Por Mauro Osorio
Em momento de crise, em que setores minoritários chegam a defender o golpe militar e existe forte demonização da política e dos políticos, vale a pena revisitar a trajetória brasileira desde os anos 1980.
Em 1985, quando os militares abandonaram o poder, o país possuía uma inflação anual de 242,23%, grave crise das contas externas e passava por forte desorganização do setor público.
Com a redemocratização, o analfabeto passou a ter direito de voto. Em 1988, foi promulgada a nova Constituição, a Constituição Cidadã, que sofreu fortes críticas de vários setores, mas que, com o tempo, mostrou-se um enorme avanço.
A Constituição privilegiou dar legitimidade à defesa dos direitos sociais e individuais, criou um avançado sistema de seguridade social e contou com forte participação popular.
Em 1994, o Plano Real beneficiou os pobres, que não tinham conta bancária e, por isso, não tinham mecanismos de defesa contra a inflação, por exemplo, através de contas remuneradas.
Além disso, o salário mínimo começou a sofrer significativas elevações, além da inflação. Quando ocorreu o Plano Real, o salário mínimo era de R$ 64,00. Imediatamente passou para R$ 70,00 e, em 1995, por iniciativa do Congresso e à revelia da então equipe econômica do governo, foi elevado para R$ 100,00.
A partir dos anos 2000, institucionalizou-se uma política de elevação real do salário mínimo.

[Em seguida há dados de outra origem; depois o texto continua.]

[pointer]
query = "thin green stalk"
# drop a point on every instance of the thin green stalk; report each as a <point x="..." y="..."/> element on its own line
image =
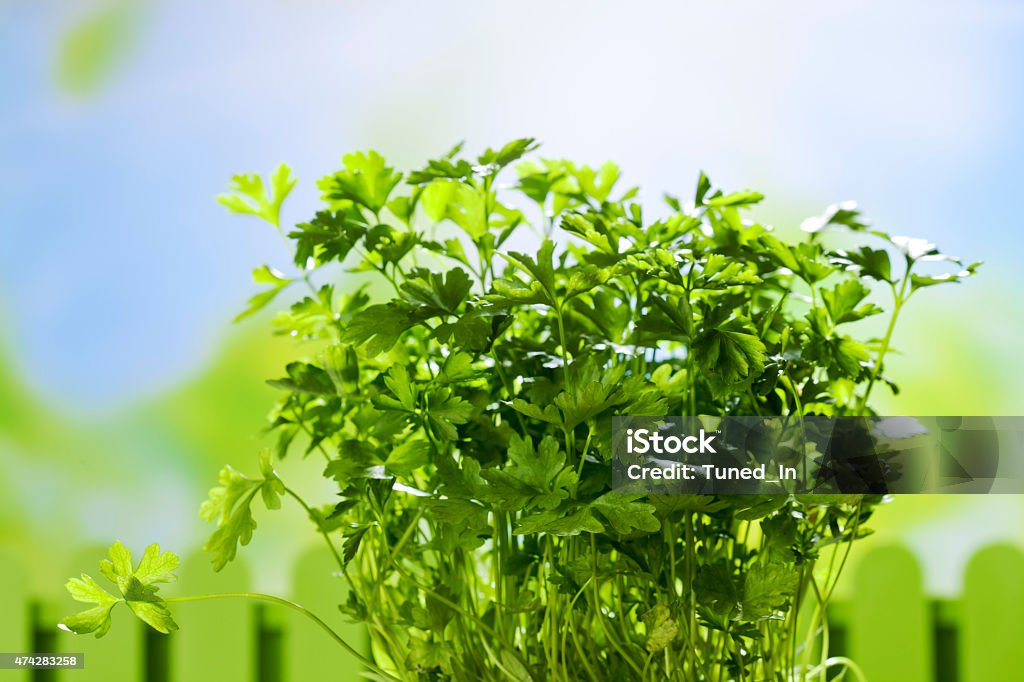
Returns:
<point x="320" y="526"/>
<point x="296" y="607"/>
<point x="898" y="301"/>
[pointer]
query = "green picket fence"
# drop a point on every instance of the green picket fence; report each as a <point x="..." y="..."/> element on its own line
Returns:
<point x="890" y="627"/>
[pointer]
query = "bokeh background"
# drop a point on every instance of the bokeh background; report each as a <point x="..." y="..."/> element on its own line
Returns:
<point x="123" y="384"/>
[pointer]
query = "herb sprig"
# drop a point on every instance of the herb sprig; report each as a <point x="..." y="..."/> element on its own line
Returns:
<point x="465" y="419"/>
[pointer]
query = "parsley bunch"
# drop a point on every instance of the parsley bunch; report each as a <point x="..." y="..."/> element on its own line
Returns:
<point x="465" y="416"/>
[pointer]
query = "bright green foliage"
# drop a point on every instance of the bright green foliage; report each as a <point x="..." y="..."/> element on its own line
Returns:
<point x="465" y="419"/>
<point x="137" y="587"/>
<point x="230" y="506"/>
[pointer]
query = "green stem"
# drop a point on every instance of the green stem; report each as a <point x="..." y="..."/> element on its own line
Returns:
<point x="320" y="526"/>
<point x="296" y="607"/>
<point x="898" y="300"/>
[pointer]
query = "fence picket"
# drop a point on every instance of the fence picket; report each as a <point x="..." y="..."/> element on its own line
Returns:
<point x="890" y="630"/>
<point x="216" y="639"/>
<point x="15" y="626"/>
<point x="992" y="614"/>
<point x="118" y="655"/>
<point x="308" y="651"/>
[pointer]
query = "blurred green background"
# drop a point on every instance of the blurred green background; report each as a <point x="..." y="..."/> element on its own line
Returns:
<point x="123" y="385"/>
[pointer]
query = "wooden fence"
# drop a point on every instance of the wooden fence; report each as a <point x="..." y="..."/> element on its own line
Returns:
<point x="890" y="627"/>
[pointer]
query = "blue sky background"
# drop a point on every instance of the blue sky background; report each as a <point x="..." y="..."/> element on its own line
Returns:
<point x="117" y="269"/>
<point x="119" y="272"/>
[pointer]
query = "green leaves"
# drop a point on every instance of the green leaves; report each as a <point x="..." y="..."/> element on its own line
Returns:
<point x="464" y="413"/>
<point x="137" y="587"/>
<point x="365" y="180"/>
<point x="730" y="350"/>
<point x="329" y="237"/>
<point x="755" y="595"/>
<point x="229" y="505"/>
<point x="249" y="195"/>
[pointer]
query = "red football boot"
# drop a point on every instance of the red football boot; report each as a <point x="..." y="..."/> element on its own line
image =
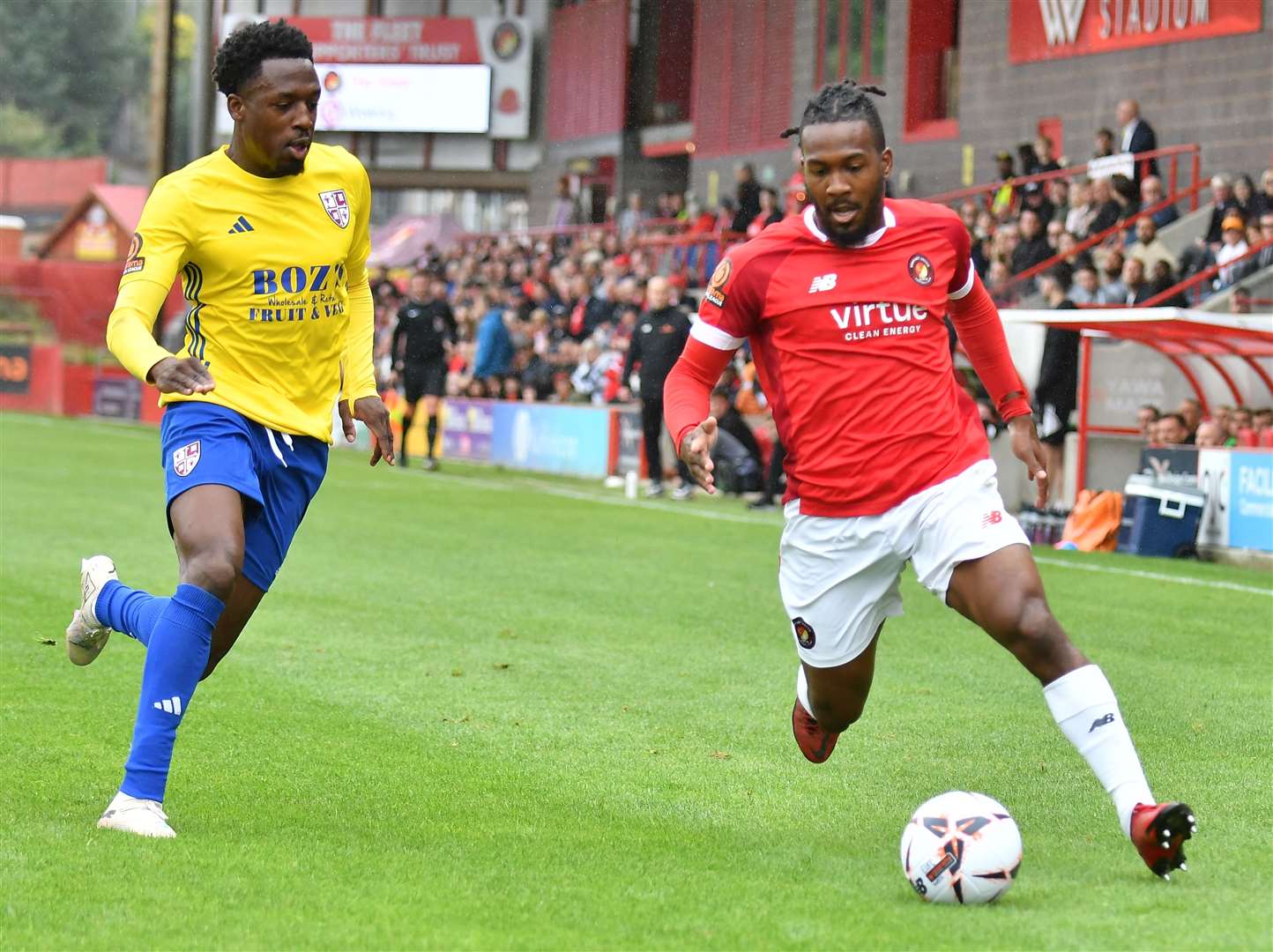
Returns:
<point x="814" y="742"/>
<point x="1160" y="831"/>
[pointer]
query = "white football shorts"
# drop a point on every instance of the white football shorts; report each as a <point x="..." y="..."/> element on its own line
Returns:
<point x="839" y="576"/>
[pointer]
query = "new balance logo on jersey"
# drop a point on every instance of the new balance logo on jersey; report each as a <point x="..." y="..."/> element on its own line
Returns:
<point x="1101" y="722"/>
<point x="169" y="704"/>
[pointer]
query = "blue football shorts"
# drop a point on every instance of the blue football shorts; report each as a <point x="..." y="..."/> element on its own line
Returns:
<point x="277" y="473"/>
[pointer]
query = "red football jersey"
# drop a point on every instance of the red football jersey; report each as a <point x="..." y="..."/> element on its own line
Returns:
<point x="853" y="353"/>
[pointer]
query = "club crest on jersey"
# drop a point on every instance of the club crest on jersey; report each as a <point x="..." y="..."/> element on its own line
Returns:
<point x="185" y="458"/>
<point x="716" y="286"/>
<point x="920" y="270"/>
<point x="336" y="205"/>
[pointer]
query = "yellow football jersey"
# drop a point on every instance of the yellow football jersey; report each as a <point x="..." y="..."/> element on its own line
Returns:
<point x="274" y="272"/>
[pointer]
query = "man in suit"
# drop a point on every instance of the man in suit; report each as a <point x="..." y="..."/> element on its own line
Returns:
<point x="1137" y="137"/>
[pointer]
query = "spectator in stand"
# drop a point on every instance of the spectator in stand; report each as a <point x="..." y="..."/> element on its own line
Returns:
<point x="1137" y="137"/>
<point x="1222" y="203"/>
<point x="657" y="343"/>
<point x="1058" y="194"/>
<point x="1108" y="210"/>
<point x="1104" y="141"/>
<point x="1170" y="430"/>
<point x="494" y="353"/>
<point x="1137" y="286"/>
<point x="1003" y="198"/>
<point x="631" y="218"/>
<point x="1244" y="197"/>
<point x="1037" y="200"/>
<point x="1081" y="209"/>
<point x="1210" y="435"/>
<point x="1146" y="420"/>
<point x="1190" y="412"/>
<point x="1151" y="194"/>
<point x="1112" y="278"/>
<point x="1233" y="235"/>
<point x="1264" y="200"/>
<point x="748" y="197"/>
<point x="1149" y="247"/>
<point x="1032" y="249"/>
<point x="768" y="214"/>
<point x="1057" y="390"/>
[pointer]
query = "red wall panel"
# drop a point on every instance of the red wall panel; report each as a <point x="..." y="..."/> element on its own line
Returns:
<point x="587" y="69"/>
<point x="742" y="75"/>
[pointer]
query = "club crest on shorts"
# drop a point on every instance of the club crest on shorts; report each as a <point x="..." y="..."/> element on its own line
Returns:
<point x="803" y="633"/>
<point x="185" y="458"/>
<point x="920" y="270"/>
<point x="336" y="205"/>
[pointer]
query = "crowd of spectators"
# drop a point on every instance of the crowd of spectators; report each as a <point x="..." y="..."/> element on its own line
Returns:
<point x="1020" y="226"/>
<point x="1187" y="427"/>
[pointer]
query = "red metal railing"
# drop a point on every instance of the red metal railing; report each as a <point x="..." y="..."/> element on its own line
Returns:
<point x="1174" y="154"/>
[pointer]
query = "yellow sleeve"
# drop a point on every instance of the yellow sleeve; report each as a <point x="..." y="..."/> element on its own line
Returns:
<point x="158" y="249"/>
<point x="359" y="372"/>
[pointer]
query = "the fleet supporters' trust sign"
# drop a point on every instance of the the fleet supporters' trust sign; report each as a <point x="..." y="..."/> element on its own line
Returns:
<point x="1051" y="29"/>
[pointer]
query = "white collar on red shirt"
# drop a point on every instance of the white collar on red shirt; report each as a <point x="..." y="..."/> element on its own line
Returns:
<point x="890" y="220"/>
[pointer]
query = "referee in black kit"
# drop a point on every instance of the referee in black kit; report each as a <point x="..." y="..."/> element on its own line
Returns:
<point x="423" y="340"/>
<point x="659" y="340"/>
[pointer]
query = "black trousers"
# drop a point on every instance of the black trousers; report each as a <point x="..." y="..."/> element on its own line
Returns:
<point x="652" y="428"/>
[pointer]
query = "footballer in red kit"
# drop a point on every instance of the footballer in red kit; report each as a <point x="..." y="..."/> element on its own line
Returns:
<point x="888" y="462"/>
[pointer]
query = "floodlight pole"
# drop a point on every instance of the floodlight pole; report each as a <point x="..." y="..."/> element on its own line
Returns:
<point x="160" y="88"/>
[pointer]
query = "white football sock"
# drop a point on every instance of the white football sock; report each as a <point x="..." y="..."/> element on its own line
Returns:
<point x="1083" y="705"/>
<point x="802" y="690"/>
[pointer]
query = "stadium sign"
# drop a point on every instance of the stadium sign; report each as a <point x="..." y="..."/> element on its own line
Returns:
<point x="1051" y="29"/>
<point x="418" y="74"/>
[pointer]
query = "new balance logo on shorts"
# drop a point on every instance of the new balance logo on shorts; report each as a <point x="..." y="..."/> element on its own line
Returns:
<point x="1101" y="722"/>
<point x="169" y="704"/>
<point x="823" y="283"/>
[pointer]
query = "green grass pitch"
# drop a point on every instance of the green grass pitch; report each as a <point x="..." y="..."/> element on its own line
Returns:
<point x="489" y="710"/>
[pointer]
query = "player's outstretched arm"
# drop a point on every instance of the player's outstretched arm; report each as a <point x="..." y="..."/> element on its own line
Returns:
<point x="980" y="331"/>
<point x="685" y="406"/>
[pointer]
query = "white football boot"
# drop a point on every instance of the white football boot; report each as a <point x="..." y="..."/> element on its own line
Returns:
<point x="137" y="816"/>
<point x="86" y="636"/>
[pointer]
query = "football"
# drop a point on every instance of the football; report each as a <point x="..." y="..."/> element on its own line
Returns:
<point x="960" y="848"/>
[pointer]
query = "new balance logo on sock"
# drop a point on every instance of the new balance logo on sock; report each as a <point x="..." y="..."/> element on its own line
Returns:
<point x="169" y="704"/>
<point x="1098" y="722"/>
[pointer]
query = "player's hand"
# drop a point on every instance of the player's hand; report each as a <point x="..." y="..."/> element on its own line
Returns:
<point x="189" y="376"/>
<point x="373" y="413"/>
<point x="1028" y="448"/>
<point x="696" y="452"/>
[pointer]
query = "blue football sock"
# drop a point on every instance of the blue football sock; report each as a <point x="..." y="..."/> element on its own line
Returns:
<point x="129" y="610"/>
<point x="175" y="657"/>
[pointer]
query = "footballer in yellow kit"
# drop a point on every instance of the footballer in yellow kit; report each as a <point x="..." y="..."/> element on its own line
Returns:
<point x="270" y="240"/>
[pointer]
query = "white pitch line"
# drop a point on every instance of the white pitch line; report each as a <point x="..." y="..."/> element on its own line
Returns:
<point x="689" y="509"/>
<point x="1156" y="576"/>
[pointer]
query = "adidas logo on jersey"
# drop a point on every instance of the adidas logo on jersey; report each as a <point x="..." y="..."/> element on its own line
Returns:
<point x="169" y="704"/>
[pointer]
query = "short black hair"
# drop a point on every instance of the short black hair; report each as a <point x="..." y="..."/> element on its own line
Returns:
<point x="240" y="57"/>
<point x="842" y="102"/>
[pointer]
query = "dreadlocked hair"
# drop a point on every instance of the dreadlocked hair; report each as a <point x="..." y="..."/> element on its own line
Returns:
<point x="842" y="102"/>
<point x="240" y="57"/>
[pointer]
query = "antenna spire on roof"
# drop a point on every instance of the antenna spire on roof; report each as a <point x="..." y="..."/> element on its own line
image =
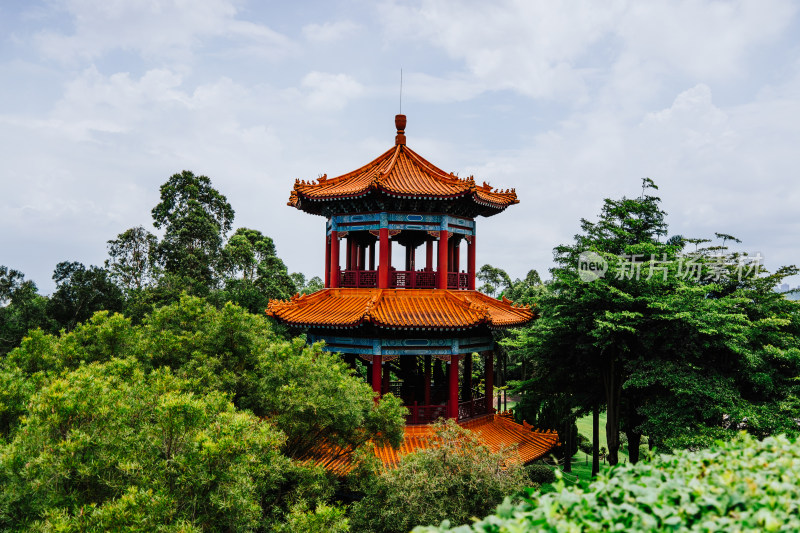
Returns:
<point x="400" y="124"/>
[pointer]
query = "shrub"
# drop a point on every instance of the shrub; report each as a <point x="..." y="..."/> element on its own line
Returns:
<point x="742" y="485"/>
<point x="456" y="478"/>
<point x="541" y="474"/>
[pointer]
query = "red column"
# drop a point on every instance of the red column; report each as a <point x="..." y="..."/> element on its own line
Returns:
<point x="376" y="376"/>
<point x="429" y="256"/>
<point x="467" y="378"/>
<point x="452" y="387"/>
<point x="327" y="261"/>
<point x="442" y="260"/>
<point x="471" y="264"/>
<point x="383" y="262"/>
<point x="489" y="379"/>
<point x="385" y="385"/>
<point x="334" y="274"/>
<point x="427" y="380"/>
<point x="372" y="256"/>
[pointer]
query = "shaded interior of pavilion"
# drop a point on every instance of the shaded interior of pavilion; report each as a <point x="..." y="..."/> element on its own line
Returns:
<point x="415" y="259"/>
<point x="429" y="388"/>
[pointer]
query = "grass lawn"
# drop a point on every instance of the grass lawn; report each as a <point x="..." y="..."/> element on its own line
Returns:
<point x="581" y="462"/>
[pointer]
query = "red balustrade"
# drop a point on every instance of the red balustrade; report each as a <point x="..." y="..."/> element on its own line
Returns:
<point x="402" y="279"/>
<point x="471" y="409"/>
<point x="358" y="278"/>
<point x="425" y="414"/>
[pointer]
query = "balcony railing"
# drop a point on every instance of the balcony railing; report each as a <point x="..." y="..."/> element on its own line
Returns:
<point x="358" y="278"/>
<point x="402" y="279"/>
<point x="410" y="279"/>
<point x="425" y="414"/>
<point x="471" y="409"/>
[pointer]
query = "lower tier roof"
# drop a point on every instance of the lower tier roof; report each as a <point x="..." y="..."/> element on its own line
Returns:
<point x="426" y="309"/>
<point x="497" y="432"/>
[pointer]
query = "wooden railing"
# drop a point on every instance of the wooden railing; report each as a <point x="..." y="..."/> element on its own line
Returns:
<point x="472" y="408"/>
<point x="457" y="280"/>
<point x="425" y="414"/>
<point x="410" y="279"/>
<point x="358" y="278"/>
<point x="403" y="279"/>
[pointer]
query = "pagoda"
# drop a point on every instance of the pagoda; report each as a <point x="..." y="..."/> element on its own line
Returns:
<point x="404" y="312"/>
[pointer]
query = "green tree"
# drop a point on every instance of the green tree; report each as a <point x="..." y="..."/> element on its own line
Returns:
<point x="455" y="479"/>
<point x="80" y="292"/>
<point x="107" y="446"/>
<point x="195" y="218"/>
<point x="254" y="272"/>
<point x="132" y="259"/>
<point x="493" y="279"/>
<point x="21" y="308"/>
<point x="653" y="337"/>
<point x="742" y="485"/>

Por esse motivo, enquanto em agosto de 1964 o salário mínimo valia apenas US$ 75,75, em abril de 2015, valia US$ 352,28.
Diversas políticas sociais foram implantadas, ampliando qualitativamente o seu peso no orçamento público. Essas iniciativas geraram uma incorporação ao mercado consumidor estimada em torno de 40 milhões de brasileiros.
Quanto aos indicadores sociais, o quadro no Brasil ainda é de enorme desigualdade, mas avanços importantes ocorreram. Quando olhamos, por exemplo, para o Índice de Desenvolvimento Humano (IDH) dos municípios, organizado pelo PNUD, vemos que, em 1991, 4.777 municípios tinham IDH “muito baixo” e, em 2010, apenas 32. Com IDH “alto”, em 1991, não havia nenhum município e, em 2010, atingimos 1889 municípios com essa classificação.
Ainda existem enormes desafios. Do ponto de vista político, o desafio neste momento de crise e avanço de uma agenda conservadora é preservar as conquistas sociais que ocorreram. Além disso, apoiar as investigações de corrupção, procurando jogar a água fora sem levar a criança junto, preservando a capacidade tecnológica e a competitividade desenvolvida no Brasil em áreas hegemonizadas por empresas que têm executivos e acionistas investigados.
Deve-se também defender o fim do financiamento empresarial de campanha. Alguns, mais conservadores, afirmam que isso gerará apenas uma ampliação do caixa 2. Discordo. Tendo em vista a atual estruturação do Judiciário, Ministério Público e Polícia Federal, e a diminuição que ocorrerá nos gastos médios de campanhas, será fácil investigar aquele que ficar um ponto fora da curva.
Ou seja, a questão não é demonizar a política nem acreditar que o atual volume de gastos sociais é inviável, mas sim verificar como podemos avançar na democratização, na transparência e no planejamento. Fazer o país voltar a crescer de forma sustentável, ampliando a base de arrecadação sem aumentar o que cada um paga de impostos. Buscar também a simplificação da estrutura tributária. Mais democracia e maior debate público, realizado de forma “desarmada”.